Iowa Economic Development Authority (IEDA) Director Debi Durham declared, "Iowa is open for Business" at the November groundbreaking for Orascom Construction Industries' Iowa Fertilizer Company plant in Wever, Iowa. But the project has come under criticism from some who say the state is offering far to much in tax incentives and financial assistance.
Tax credits for the project add up to $57.5 million and direct assistance will total $1.6 million initially. But the potential for increases in 2014 and '15 may credit an additional $25 million each year if the company demonstrates a need. The IEDA says the incentives were necessary to woo Orascom away from Illinois, where a construction site had been considered.
The potential benefits will include 1,900 construction jobs while the complex is built and 165 permanent jobs once it is operational. In addition, the Lee County Board of Supervisors have approved a $9.9 million Revitalize Iowa's Sound Economy (RISE) grant for improvements to the roads around the site. In this way, between RISE grants and direct payouts from Orascom, Lee County will not have to pay for these pricey and necessary road improvements.
The IEDA is convinced that the generous tax incentives and financial assistance to Iowa Fertilizer Co. will return an estimated $333 million in increased personal income, $8.8 million in local tax revenue and a projected total of $153 million in state revenue over the next ten years. Property values are expected to increase in the surrounding area and the IEDA believes the benefits from this deal will ripple across Iowa's economy.
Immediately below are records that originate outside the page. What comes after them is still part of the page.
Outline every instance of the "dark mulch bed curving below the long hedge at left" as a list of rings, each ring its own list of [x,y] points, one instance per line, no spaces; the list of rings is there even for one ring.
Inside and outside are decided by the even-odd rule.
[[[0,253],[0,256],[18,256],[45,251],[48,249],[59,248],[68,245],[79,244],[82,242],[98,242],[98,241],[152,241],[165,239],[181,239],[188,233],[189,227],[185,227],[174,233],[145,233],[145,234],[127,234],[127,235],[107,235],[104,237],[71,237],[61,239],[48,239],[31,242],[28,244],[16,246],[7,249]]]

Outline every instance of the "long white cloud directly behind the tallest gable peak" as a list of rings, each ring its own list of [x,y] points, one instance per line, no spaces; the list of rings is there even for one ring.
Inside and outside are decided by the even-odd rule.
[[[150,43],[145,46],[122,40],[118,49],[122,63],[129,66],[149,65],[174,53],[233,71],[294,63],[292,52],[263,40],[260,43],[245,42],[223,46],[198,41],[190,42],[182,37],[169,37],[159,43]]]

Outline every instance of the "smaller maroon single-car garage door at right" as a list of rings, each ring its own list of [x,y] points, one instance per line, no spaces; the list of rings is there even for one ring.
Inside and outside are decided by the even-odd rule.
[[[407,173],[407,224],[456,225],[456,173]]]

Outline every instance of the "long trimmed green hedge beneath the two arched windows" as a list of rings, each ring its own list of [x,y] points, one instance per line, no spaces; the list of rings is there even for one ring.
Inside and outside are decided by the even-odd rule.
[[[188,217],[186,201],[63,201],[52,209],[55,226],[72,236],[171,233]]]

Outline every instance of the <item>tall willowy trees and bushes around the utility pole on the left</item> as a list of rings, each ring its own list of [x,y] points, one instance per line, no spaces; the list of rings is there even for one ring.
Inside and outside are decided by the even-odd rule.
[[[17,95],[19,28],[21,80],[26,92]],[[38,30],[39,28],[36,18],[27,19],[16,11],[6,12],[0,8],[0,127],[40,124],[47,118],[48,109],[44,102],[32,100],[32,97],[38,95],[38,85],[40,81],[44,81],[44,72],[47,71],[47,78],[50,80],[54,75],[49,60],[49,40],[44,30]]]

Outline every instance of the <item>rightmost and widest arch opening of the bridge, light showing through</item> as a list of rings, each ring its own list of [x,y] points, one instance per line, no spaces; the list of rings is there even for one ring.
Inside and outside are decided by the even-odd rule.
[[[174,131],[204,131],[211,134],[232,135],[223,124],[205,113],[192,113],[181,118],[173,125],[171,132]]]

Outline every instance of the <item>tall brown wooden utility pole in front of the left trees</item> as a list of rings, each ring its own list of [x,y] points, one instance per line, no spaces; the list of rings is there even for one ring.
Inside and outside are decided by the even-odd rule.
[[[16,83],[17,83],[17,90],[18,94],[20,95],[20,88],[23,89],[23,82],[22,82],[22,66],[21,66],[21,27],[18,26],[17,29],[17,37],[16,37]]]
"On the front end, Iowa Fertilizer Co. will inject $1.4 billion of capital investment into our state and create at least 165 permanent jobs and thousands of construction-related jobs. Now we know that the benefits of that project will serve Iowans for years to come," said Durham.
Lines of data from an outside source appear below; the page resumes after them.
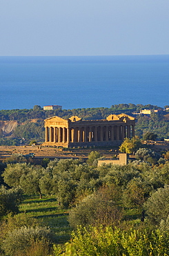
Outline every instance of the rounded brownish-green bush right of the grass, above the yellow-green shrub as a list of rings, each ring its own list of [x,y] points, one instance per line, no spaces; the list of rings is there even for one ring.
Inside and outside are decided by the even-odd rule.
[[[122,217],[122,210],[118,203],[120,197],[121,192],[115,185],[100,188],[70,210],[70,225],[74,228],[78,225],[117,225]]]

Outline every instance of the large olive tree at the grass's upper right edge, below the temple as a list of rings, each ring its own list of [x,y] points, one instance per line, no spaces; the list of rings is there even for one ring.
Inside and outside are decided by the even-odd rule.
[[[98,171],[86,163],[81,164],[73,159],[55,159],[48,163],[46,174],[41,177],[40,188],[45,194],[55,194],[60,205],[68,207],[77,194],[81,194],[80,188],[94,188],[95,182],[91,184],[90,181],[98,177]]]

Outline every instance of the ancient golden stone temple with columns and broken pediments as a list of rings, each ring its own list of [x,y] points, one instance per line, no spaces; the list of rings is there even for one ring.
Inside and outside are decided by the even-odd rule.
[[[85,147],[120,145],[124,138],[135,136],[135,118],[126,114],[110,115],[101,120],[64,119],[53,116],[45,120],[44,146]]]

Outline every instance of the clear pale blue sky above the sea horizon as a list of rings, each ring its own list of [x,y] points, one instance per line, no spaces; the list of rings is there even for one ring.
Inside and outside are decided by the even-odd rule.
[[[169,54],[169,0],[0,0],[0,55]]]

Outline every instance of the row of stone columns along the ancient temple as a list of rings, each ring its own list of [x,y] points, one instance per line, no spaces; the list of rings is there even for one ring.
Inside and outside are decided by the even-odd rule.
[[[46,142],[86,143],[123,140],[135,136],[134,125],[104,125],[85,127],[46,127]]]

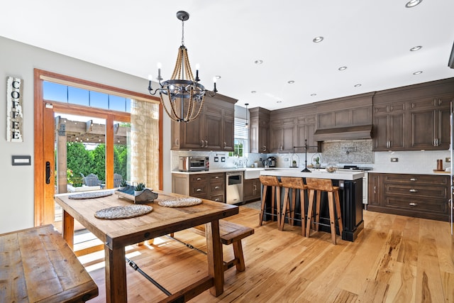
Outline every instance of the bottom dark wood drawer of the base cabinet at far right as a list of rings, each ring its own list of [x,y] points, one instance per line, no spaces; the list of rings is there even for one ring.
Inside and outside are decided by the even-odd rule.
[[[431,214],[448,214],[448,203],[415,200],[407,197],[387,197],[386,206],[407,211],[428,211]]]

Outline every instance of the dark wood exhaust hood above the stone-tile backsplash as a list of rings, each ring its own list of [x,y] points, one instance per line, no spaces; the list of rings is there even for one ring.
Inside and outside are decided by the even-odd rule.
[[[357,140],[372,138],[372,125],[317,129],[315,141]]]

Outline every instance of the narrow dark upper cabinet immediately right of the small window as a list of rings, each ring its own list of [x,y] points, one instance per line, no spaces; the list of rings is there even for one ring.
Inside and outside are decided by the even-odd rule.
[[[255,107],[249,109],[249,151],[270,153],[270,111]]]

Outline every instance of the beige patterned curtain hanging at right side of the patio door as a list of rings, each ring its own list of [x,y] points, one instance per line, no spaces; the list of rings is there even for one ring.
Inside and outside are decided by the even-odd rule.
[[[131,99],[131,181],[159,189],[159,104]]]

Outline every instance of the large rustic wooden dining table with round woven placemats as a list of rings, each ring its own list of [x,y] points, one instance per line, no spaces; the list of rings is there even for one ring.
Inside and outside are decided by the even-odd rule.
[[[104,191],[105,192],[105,191]],[[111,190],[114,192],[114,190]],[[130,219],[97,219],[101,209],[128,206],[133,201],[117,194],[89,199],[71,199],[71,194],[56,194],[55,202],[62,207],[62,236],[68,245],[74,245],[74,219],[104,243],[106,271],[106,302],[127,302],[125,247],[176,231],[206,224],[208,275],[191,285],[182,287],[165,301],[187,301],[210,290],[218,297],[223,293],[223,253],[219,234],[219,219],[238,214],[238,206],[201,199],[202,203],[187,207],[159,206],[160,200],[179,198],[179,194],[155,191],[158,198],[146,205],[149,214]]]

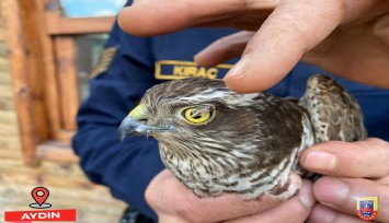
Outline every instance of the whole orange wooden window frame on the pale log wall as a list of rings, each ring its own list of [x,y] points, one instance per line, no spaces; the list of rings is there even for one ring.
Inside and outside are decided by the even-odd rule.
[[[73,37],[107,33],[115,17],[65,17],[58,0],[1,1],[24,162],[77,162],[70,148],[80,103]]]

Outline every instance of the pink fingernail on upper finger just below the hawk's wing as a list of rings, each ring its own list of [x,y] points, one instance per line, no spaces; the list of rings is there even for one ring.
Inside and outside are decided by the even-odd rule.
[[[336,166],[336,157],[328,152],[311,151],[304,161],[305,167],[312,171],[333,171]]]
Since breaking ground, survey crews have uncovered archaeological artifacts including bits of pottery and spear points at the site. Construction has been put on hold until the state Archaeologist's office can examine the findings. A full scale archaeological excavation may need to take place, and Orascom would foot the bill.
The Lee County Board of Supervisors is set to hold a public hearing on the county's proposed budget at 9:01am Tuesday, March 12 at the Lee County Sheriff's Office meeting room. The public is invited to take part in the conversation.
The State of Iowa remains enthusiastic for the project and recognizes the possible benefits of a nitrogen fertilizer plant deep inside corn country, where it is needed most. The Iowa Fertilizer Co. may be privy to what critics call 'excessive incentives', but if the numbers work, Lee County and the State of Iowa stand to come out on the long end. Iowa Fertilizer Co. promises increased revenue for the State and Lee County, job growth in an area that has struggled economically and improved access to vital nitrogen fertilizers for growers in the region.